Com relação a governo, o Rad havia perdido grande parte de seu poder tradicional durante a guerra Scanian e a conclusão bem-sucedida de Charles. Os responsáveis ​​por essas falhas que culminaram na invasão da Suécia pela Dinamarca foram os altos nobres. Charles saiu da guerra com poder absoluto - que, por sua própria natureza, teve que minar severamente a autoridade do Rad.

Em 1680, o Riksrag (que representava as classes inferiores no governo da Suécia) declarou que Charles não estava mais vinculado pelas decisões do Rad. Em 1682, o Conselho de Estado foi renomeado Conselho do Rei. Esse movimento foi deliberado - foi o conselho do rei enfatizando sua supremacia sobre ele. Em 1693, o rei foi declarado como "por Deus, a Natureza e o alto direito hereditário da Coroa ... um rei soberano absoluto" pelo Riksdag.

o exército foi reformado em um sistema de distribuição - o chamado indelningsverket.
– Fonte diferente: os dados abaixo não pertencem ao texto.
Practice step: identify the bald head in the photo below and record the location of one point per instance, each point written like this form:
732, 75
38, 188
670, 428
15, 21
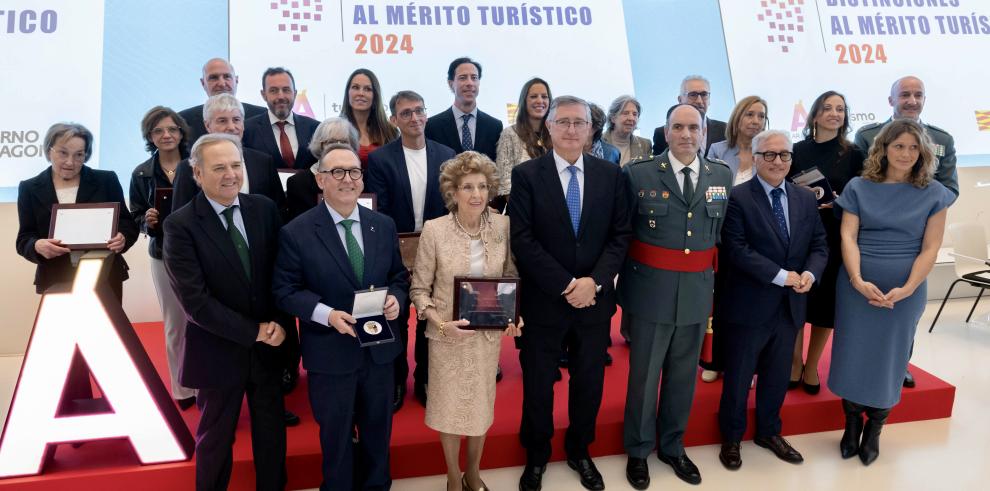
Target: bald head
219, 78
907, 97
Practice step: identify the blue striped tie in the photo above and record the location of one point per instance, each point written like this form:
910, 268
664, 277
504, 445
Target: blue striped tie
574, 199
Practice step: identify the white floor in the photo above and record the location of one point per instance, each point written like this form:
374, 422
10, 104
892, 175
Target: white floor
945, 454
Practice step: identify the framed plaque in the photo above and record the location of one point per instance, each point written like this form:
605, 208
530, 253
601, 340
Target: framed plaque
369, 311
163, 202
84, 225
408, 245
487, 303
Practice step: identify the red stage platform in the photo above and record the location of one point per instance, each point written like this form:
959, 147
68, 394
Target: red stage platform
416, 449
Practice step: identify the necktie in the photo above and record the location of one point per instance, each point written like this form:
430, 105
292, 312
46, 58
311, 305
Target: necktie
688, 189
574, 199
284, 145
354, 254
240, 245
778, 212
466, 142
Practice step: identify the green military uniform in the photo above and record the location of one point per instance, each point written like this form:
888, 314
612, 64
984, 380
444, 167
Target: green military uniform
667, 310
945, 151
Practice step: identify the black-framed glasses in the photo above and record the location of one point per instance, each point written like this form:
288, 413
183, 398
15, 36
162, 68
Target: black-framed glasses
339, 174
419, 112
785, 156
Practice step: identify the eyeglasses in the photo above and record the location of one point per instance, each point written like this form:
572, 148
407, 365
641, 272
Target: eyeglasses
419, 112
565, 123
339, 174
172, 130
785, 156
61, 154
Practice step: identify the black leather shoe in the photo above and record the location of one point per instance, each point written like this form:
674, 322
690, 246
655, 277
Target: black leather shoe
908, 380
730, 456
683, 468
419, 392
398, 398
532, 478
590, 477
186, 403
638, 473
783, 450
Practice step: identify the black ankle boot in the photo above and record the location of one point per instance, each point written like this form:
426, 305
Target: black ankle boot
849, 445
869, 448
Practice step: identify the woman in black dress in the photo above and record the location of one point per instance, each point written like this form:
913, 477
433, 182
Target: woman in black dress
826, 148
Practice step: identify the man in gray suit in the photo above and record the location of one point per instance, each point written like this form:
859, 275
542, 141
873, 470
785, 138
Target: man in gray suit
665, 290
907, 97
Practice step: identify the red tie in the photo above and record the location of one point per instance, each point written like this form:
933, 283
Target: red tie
285, 145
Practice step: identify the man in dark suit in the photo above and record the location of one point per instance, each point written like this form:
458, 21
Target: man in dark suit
570, 230
463, 126
405, 177
696, 91
325, 255
775, 245
219, 253
218, 78
278, 132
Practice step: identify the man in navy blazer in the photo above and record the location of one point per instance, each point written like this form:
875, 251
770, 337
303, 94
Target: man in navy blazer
405, 177
775, 244
482, 131
219, 253
278, 132
570, 228
325, 255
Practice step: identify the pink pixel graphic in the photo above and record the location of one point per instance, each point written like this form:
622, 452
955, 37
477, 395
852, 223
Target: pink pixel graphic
782, 16
295, 17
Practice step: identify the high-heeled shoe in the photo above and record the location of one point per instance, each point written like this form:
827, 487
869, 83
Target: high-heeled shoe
466, 487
Este era um exército cidadão conscrito pago por ter recebido fazendas de terras que haviam sido devolvidas ao rei como resultado da retomada. “Tornou-se a força mais treinada e equipada de todos os tempos para deixar a Suécia” (E N Williams) Foi mais notável pela velocidade com que poderia ser mobilizada e sua capacidade de chegar rapidamente a uma zona de guerra.
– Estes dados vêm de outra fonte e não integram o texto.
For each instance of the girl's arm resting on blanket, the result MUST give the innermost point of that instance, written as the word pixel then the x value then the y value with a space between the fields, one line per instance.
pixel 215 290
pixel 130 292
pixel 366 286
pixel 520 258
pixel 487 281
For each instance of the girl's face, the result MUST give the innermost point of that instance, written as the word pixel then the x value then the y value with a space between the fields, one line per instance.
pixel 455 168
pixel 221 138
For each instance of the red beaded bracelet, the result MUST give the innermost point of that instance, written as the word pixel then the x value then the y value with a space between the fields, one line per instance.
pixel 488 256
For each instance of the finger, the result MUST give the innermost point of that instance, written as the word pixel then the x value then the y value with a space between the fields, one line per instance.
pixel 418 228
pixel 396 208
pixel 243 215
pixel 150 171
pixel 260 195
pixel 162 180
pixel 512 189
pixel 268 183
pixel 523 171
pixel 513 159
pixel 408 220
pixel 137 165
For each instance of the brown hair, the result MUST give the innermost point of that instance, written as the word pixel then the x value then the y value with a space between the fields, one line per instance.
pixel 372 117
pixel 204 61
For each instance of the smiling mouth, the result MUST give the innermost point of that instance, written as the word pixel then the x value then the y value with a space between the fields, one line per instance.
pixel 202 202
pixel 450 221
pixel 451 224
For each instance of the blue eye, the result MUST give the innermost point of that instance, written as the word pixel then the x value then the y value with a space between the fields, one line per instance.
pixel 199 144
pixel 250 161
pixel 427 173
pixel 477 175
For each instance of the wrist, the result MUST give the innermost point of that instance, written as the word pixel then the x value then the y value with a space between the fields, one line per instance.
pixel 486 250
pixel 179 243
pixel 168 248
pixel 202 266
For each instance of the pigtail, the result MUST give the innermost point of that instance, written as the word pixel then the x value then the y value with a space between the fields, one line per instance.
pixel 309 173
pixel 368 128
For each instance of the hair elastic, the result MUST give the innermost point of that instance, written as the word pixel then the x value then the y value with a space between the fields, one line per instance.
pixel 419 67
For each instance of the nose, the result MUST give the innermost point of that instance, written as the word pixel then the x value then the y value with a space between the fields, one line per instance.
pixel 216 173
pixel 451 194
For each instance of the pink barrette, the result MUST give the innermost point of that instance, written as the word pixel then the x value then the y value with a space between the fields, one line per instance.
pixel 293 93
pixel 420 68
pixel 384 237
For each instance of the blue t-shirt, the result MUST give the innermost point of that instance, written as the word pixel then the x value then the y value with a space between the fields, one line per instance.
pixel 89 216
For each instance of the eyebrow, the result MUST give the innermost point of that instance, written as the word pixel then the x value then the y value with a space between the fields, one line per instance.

Governo burocracia foi reformado e modernizado pela coroa. Em 1680, o Tabela de Classificações foi introduzido. Isso tornou a promoção dependente de serviço e mérito, e não de nascimento. Embora o serviço público fosse dominado pela nobreza, tornou-se progressivamente mais aberto aos plebeus. O pagamento era regular e o rei se interessava muito por suas atividades. Quando Carlos XII esteve ausente por 15 anos devido à Grande Guerra do Norte, o serviço público administrou adequadamente a Suécia.

Carlos XI era um rei muito capaz e fez muito para modernizar a Suécia. Ele manteve a nação fora de emaranhados estrangeiros e dedicou sua vida à própria Suécia, amando-o às quatro classes mais baixas na Suécia - se não à alta nobreza.

Charles morreu repentinamente de câncer de estômago em abril de 1697, com apenas 41 anos de idade.